Sticks and Stones May Break my Bones, but Words Will Never Hurt Me? A Look at Self-Deprecation

By Stephanie Hutchinson

“I need to lose weight”: a phrase I have heard enough times in my life that I would put the count in the billions. It has been echoed from my mother, my aunts, my grandmothers, my friends. It reverberates across coffee-dates, playdates, and family vacations. It is such an accepted phrase, it is said with the same intonation as “I need to buy groceries.” Those five words are offered up as a conversation starter; an appetizer to a meal of self-deprecation and loathing. If those words could kill, they would be dialed right in on your self-worth.

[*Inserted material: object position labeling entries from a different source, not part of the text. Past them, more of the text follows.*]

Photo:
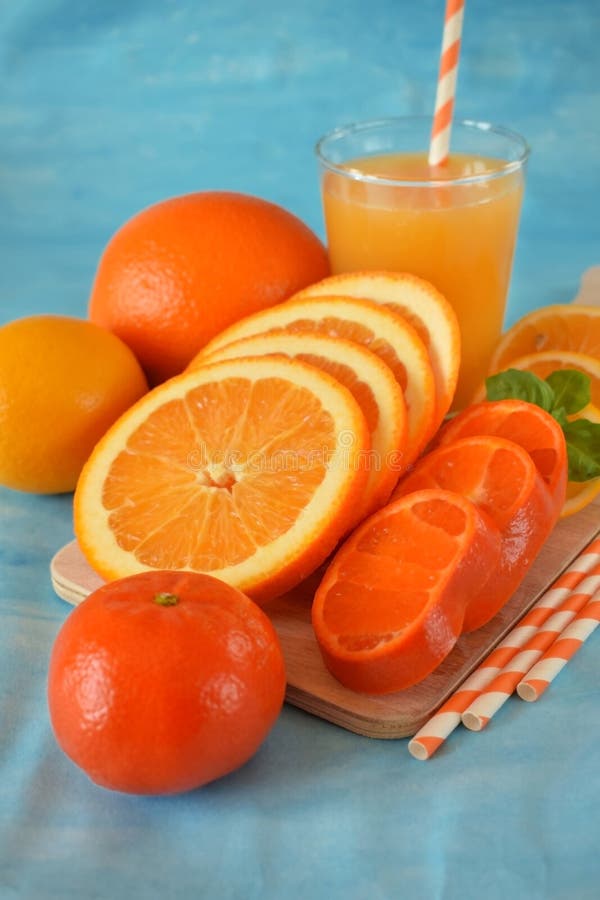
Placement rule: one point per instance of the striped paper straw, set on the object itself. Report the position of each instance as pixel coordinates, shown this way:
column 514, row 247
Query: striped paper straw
column 430, row 737
column 479, row 713
column 439, row 146
column 562, row 650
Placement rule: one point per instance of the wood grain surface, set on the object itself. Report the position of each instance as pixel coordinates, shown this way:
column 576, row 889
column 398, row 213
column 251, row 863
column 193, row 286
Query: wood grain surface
column 312, row 688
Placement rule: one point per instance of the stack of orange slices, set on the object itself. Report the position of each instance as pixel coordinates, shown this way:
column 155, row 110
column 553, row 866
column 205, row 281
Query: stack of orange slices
column 559, row 336
column 287, row 430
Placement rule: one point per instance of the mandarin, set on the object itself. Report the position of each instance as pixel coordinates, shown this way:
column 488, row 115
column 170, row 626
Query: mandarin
column 180, row 271
column 164, row 681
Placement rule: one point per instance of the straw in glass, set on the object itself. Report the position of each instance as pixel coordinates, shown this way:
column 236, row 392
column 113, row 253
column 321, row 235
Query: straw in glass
column 439, row 146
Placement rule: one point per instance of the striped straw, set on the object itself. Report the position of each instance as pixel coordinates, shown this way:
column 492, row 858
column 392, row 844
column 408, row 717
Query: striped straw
column 479, row 713
column 562, row 650
column 439, row 146
column 433, row 734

“Sticks and stones may break my bones, but words will never hurt me”: a childhood phrase that seems to span the test of time. We say this when faced with bullying and hurtful words are flung from peers, but what of the thoughts and words we fling at ourselves? What do we do when we stand before a mirror, pinching our skin while judging our bodies, bit by bit? Those hurtful, self-inflicted thoughts don’t go away. In fact, they seem to plant seeds and take root while feeding on what little confidence is left. We start fearing hot weather and the skin-baring clothes that come with it. We stop taking our children to public pools in fear of having to bear-all in a swimsuit. We fear photos of family memories. We miss out on memories made with our families and friends, debilitated by the belief we are unworthy.

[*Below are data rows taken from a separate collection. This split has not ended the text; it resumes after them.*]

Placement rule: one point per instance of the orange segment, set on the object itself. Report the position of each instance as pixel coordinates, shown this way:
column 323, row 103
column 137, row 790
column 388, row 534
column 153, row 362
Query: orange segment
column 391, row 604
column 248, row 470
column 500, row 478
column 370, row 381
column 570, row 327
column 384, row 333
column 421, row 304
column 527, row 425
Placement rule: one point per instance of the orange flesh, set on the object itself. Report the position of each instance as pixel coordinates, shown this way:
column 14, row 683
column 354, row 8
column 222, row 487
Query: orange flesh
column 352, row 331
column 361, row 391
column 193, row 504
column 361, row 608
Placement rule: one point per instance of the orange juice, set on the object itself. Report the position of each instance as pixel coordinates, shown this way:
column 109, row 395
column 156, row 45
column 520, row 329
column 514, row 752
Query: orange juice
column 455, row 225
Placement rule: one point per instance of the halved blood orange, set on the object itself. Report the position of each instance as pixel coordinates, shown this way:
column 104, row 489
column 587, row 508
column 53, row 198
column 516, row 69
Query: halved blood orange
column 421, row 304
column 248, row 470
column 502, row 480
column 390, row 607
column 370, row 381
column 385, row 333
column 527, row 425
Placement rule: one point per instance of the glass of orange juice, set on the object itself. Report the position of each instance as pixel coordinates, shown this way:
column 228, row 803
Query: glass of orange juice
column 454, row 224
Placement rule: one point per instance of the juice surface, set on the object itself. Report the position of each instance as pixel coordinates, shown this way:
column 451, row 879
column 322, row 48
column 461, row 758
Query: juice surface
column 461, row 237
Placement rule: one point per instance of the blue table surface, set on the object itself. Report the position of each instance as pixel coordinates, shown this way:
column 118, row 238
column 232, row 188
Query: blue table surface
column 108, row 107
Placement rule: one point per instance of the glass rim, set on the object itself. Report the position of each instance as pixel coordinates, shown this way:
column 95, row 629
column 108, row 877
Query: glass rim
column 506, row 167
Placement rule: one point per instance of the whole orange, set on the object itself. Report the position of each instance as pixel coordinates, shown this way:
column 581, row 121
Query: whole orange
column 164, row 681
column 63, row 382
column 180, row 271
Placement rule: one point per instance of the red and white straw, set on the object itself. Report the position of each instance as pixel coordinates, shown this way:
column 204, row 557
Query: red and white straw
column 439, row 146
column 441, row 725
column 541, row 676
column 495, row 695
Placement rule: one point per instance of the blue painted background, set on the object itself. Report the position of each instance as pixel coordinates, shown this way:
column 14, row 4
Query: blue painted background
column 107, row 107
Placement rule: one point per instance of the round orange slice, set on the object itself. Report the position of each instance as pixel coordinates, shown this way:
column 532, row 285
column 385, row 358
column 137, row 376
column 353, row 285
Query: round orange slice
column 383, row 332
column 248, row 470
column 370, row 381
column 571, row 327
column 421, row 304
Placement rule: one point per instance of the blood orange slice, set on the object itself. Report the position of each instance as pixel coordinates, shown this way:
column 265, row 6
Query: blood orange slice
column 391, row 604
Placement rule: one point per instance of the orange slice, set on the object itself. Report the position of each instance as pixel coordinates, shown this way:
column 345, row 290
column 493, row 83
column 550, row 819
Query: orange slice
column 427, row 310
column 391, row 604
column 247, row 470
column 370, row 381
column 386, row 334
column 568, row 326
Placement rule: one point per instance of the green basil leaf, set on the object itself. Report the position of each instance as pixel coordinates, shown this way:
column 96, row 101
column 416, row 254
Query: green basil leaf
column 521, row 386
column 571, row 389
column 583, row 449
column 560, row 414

“I am strong. I am confident. I am wonderfully and fearfully made.” Last summer, I had the amazing opportunity to take part in a Women’s Wellness Conference as a speaker. Near the end of the day, after many had opened up about personal struggles and endeavors, everyone was asked to line up in front of a mirror. Looking down the line, you could see each woman fidget while avoiding glancing at her reflection. It was obvious how uncomfortable it made each one. Then, one by one, they were asked to look up and describe the woman reflected. As it went down the line, there was a common theme: none of these strong, beautiful, inspiring women had one positive thing to say to their reflection. It was heartbreaking. Some commented on their size. Some on their face or skin. They were each encouraged to say one nice thing. It was difficult, and some just couldn’t. In response, each woman was then coached to see what was truly there in the mirror, and say “I am strong. I am confident. I am wonderfully and fearfully made.” Just as the personally inflicted negativity tore these women down, this simple phrase seemed to build them up. Tears began to roll as each woman heard the self-love she had been longing for.

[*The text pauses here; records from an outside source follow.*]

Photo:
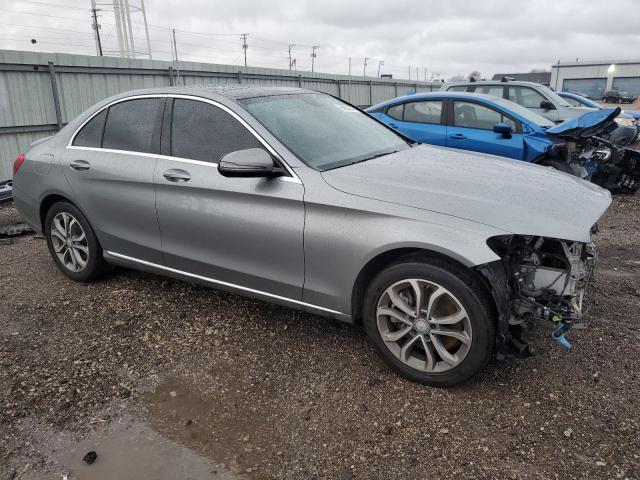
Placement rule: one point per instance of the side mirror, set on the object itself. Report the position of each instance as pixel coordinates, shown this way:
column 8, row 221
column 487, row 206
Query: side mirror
column 547, row 105
column 252, row 162
column 504, row 129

I have been on both sides of the coin: the mom at the beach, covered up and afraid to bare any skin; and the mom proud of her shape and size, enjoying a family moment at a beach without fear of personally built limitations. I have been 20 pounds lighter than I am and 20 pounds heavier. Even at my lightest weight I have stood in front of the mirror disgusted with what I have seen. Instead of loving my body for growing our children, I have counted down the days until I could return to the gym to “get my body back.” I have been the mother, holding her cup of warm coffee, telling her friends “I need to lose weight,” wishing someone would tell me the contrary. But, the person saying that should be me.

It takes more than one instance of self-love to repair a lifetime of damage. Self-deprecation is an addiction that can’t be beat by a weight loss pill or spanx. You can’t base your self-worth on a number on the scale or the size of your pants. Your worth comes from the selfless love you have for your family, your willingness to provide a helping hand, and your ability to bring light to every room. You are amazing, not because of how much you can lift, but because of your tenacity and dedication to living a healthy and full life. Your self-worth comes of the many lives you touch during your walk on this Earth, and the good that you bring to every encounter. So, in case you forgot, you are strong. You are confident. And you are wonderfully and fearfully made.